Son reportage pour TF1 sur la prostitution de mineurs ne lui a pas valu que des amis au Cambodge. Pour se venger, ils ont monté de toutes pièces un dossier l’accusant de pédophilie. Et Interpol l’a fait arrêter lors de ses vacances à Cuba… où il échappe de peu à une extradition. Entretien.
Comment avez-vous appris que vous étiez recherché par Interpol ?

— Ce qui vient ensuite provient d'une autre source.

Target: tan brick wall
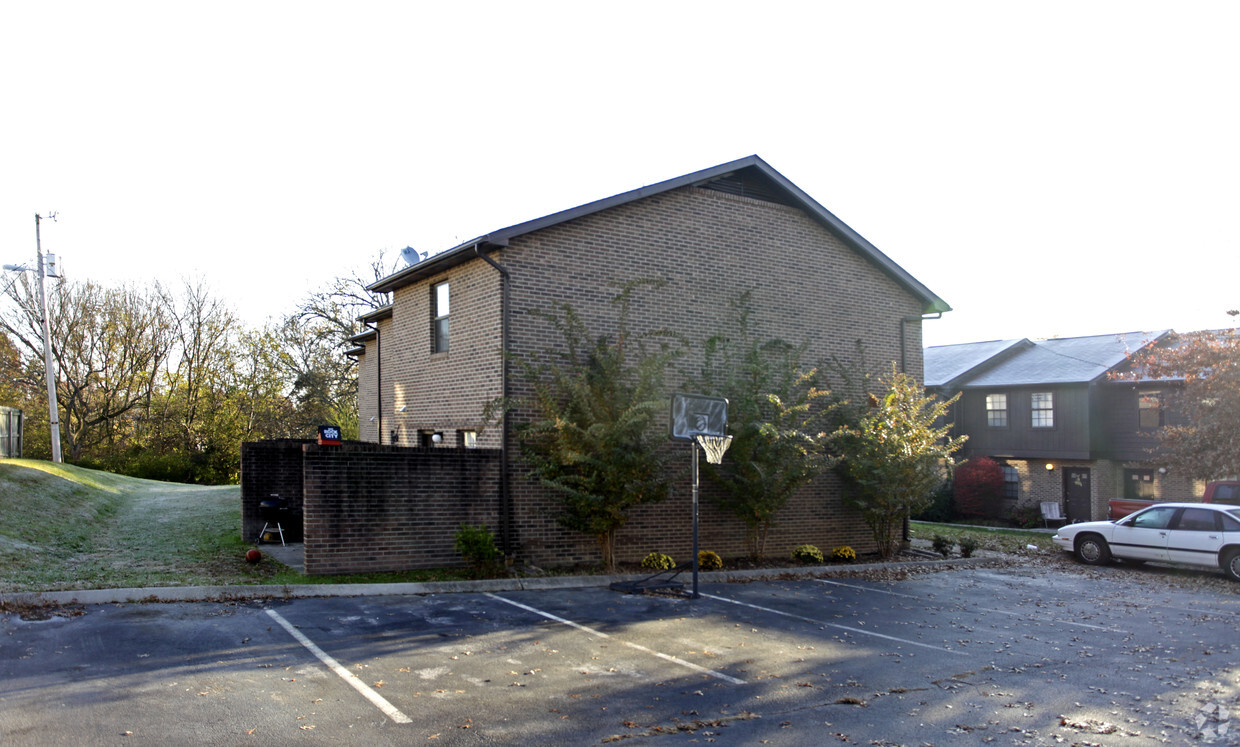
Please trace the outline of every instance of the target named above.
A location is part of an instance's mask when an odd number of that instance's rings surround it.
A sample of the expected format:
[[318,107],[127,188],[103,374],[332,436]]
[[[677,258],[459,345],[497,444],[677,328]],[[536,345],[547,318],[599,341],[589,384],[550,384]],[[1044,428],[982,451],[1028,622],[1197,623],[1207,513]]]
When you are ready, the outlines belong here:
[[[644,278],[662,279],[666,286],[638,292],[631,326],[685,335],[693,349],[682,370],[700,367],[707,337],[730,331],[729,303],[745,291],[752,293],[759,338],[808,342],[808,361],[834,356],[845,363],[854,362],[860,340],[874,373],[901,360],[900,320],[921,312],[917,299],[801,211],[696,187],[518,237],[492,257],[512,274],[512,352],[532,359],[562,338],[529,312],[568,302],[593,335],[614,334],[616,289],[610,283]],[[430,287],[443,280],[452,292],[450,351],[432,356]],[[500,275],[482,260],[395,291],[392,329],[381,334],[384,419],[391,417],[398,443],[416,443],[419,429],[444,431],[445,441],[455,443],[452,431],[481,426],[482,408],[501,390],[500,324]],[[920,379],[921,325],[909,324],[905,332],[907,367]],[[676,381],[669,385],[678,388]],[[517,376],[511,387],[518,397],[525,393]],[[406,413],[396,415],[402,405]],[[388,443],[387,433],[381,437]],[[480,445],[496,446],[498,439],[498,428],[492,428]],[[515,455],[515,443],[510,447]],[[680,450],[677,459],[687,469],[689,447],[669,448]],[[521,474],[515,465],[514,529],[521,552],[540,563],[596,559],[593,540],[561,529],[554,502]],[[743,526],[720,515],[705,495],[703,547],[740,554]],[[667,502],[634,511],[622,533],[622,558],[639,559],[654,549],[687,555],[690,497],[682,479]],[[780,516],[768,555],[784,555],[805,542],[824,550],[873,547],[868,529],[843,507],[831,475],[803,490]]]
[[[448,352],[431,353],[431,287],[448,282]],[[461,430],[481,431],[483,408],[501,389],[500,276],[482,260],[398,289],[380,326],[383,443],[417,445],[420,431],[442,431],[443,447]],[[404,407],[405,411],[400,412]],[[498,447],[484,433],[479,446]]]
[[376,344],[372,341],[366,345],[366,353],[357,358],[357,438],[359,441],[379,442],[378,368],[379,355]]
[[[1124,470],[1151,469],[1148,463],[1116,462],[1108,459],[1097,461],[1062,461],[1058,459],[1004,459],[1004,463],[1017,469],[1021,476],[1020,498],[1017,505],[1037,506],[1042,501],[1058,501],[1066,510],[1063,489],[1064,467],[1088,467],[1090,489],[1090,520],[1101,521],[1110,513],[1109,501],[1124,497]],[[1048,463],[1054,470],[1047,470]],[[1154,468],[1157,469],[1157,468]],[[1175,474],[1154,473],[1154,499],[1160,501],[1191,501],[1205,493],[1205,483],[1177,477]]]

J’étais en vacances à Cuba en 2008, quand un matin j’ai été arrêté par la police de l’immigration et traité comme un gros voyou. C’était terrifiant, ils m’ont foutu en taule avec mépris. Quand je demandais ce que j’avais fait, ils me répondaient : “Vous le savez aussi bien que nous.” Pendant toute la journée, je réfléchissais sans trouver ce que l’on pouvait me reprocher. Vers 17 heures, des gens sont venus : “On est Interpol, vous faites l’objet d’une notice rouge.” Je ne savais même pas ce que ça voulait dire. “Vous êtes suspecté d’abus sexuels sur mineurs au Cambodge.” C’est pour ça qu’ils m’avaient si mal traité, ils pensaient que j’étais un pédophile qui sévissait sur leurs plages. Ma chance, c’est que la police cubaine est très efficace, elle a des informateurs partout. C’était le lundi, ils ont mis une semaine à vérifier qu’il n’y avait rien de ce genre à me reprocher à Cuba. Et le samedi ils m’ont expulsé vers la France. Au final, je crois que j’ai été le cas le plus rapidement sorti de la liste rouge par Interpol, mais ça a quand même pris cinq mois.

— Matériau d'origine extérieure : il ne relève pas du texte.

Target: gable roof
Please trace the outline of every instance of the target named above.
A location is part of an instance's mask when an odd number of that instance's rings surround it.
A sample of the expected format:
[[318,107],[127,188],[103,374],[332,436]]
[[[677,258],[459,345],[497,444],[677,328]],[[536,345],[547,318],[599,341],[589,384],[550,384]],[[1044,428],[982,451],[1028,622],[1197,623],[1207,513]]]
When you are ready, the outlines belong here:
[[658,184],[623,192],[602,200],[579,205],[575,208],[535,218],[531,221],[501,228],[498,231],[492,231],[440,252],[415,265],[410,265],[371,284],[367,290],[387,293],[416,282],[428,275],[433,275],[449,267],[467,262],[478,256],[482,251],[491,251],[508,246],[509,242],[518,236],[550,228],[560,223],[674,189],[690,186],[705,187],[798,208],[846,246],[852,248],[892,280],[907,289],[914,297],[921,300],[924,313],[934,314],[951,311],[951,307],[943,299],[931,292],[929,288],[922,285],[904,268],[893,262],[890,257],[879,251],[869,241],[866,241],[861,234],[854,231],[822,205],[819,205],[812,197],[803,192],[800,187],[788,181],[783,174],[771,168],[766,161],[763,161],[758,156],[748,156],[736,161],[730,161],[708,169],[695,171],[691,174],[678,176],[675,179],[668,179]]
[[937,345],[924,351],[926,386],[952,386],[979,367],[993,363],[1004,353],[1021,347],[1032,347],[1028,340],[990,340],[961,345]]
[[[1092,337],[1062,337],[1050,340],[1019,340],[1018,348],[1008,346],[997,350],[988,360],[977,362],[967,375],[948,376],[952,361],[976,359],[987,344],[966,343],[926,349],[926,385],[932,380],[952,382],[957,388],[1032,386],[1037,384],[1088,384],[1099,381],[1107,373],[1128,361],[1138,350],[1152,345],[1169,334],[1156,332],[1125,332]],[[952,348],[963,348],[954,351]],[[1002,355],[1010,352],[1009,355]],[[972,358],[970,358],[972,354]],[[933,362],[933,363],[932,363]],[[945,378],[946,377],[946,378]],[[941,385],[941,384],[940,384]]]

Mais que vous reprochait le Cambodge ?
C’est parti d’un reportage que j’ai fait pour le 20 heures de TF1 en 2003, sur le tourisme sexuel et le trafic des vierges : des filles de 15-16 ans “dépucelées” par des Chinois qui payent 1 000-1 500 dollars, parce qu’ils pensent que ça les immunise contre le sida. J’avais aussi filmé un Français qui faisait partie de ce qu’ils appellent les “résidents sexuels”, des étrangers qui vivent là parce qu’on peut avoir des prostituées pour deux ou trois euros. Je l’avais bien flouté mais ses parents l’ont reconnu à sa démarche et lui ont coupé les vivres… C’était un paumé, indicateur pour la police. Il est allé voir un général pour se venger en lui disant qu’ils allaient m’extorquer une rançon. J’ai alors été convoqué au ministère de l’Intérieur, où l’on m’a demandé 120 000 dollars pour avoir porté atteinte à l’image du pays. J’ai pu partir en signant un papier en disant que j’allais voir si TF1 était prêt à payer. J’ai été arrêté quand je suis revenu en 2006 ; l’ambassade a réussi à m’éviter la prison et j’ai pu partir clandestinement via la Thaïlande. Entretemps, ils avaient monté tout un dossier en payant des prostituées… Et le juge a émis une notice rouge.
Vous avez au final été relaxé…
Il y a d’abord eu deux condamnations. Et c’est Jean-Marc Ayrault qui a plaidé ma cause lors d’un voyage officiel. Il a finalement obtenu un nouveau procès et j’ai été acquitté. J’ai eu de la chance d’être arrêté à Cuba au final. Ce qui les a rebutés pour m’extrader directement vers le Cambodge, c’est que pour eux c’est loin et cher. Je ne savais pas du tout que j’étais recherché, sinon je n’aurais pas voyagé. Heureusement que je ne suis pas allé en Afrique ou en Asie… Si j’avais été au Laos, ils m’auraient envoyé au Cambodge, et là ça aurait pris des années pour que la France me libère des griffes de la justice cambodgienne. C’est quand même un fonctionnement super bizarre. Il suffit qu’un juge de province émette une notice rouge, ça part directement dans les tuyaux, et même si vous êtes au fin fond de l’Inde, vous êtes arrêté. Pourtant, à Interpol, ils savent très bien que beaucoup de pays corrompus se servent des notices rouges contre leurs dissidents en les faisant passer pour des droit commun.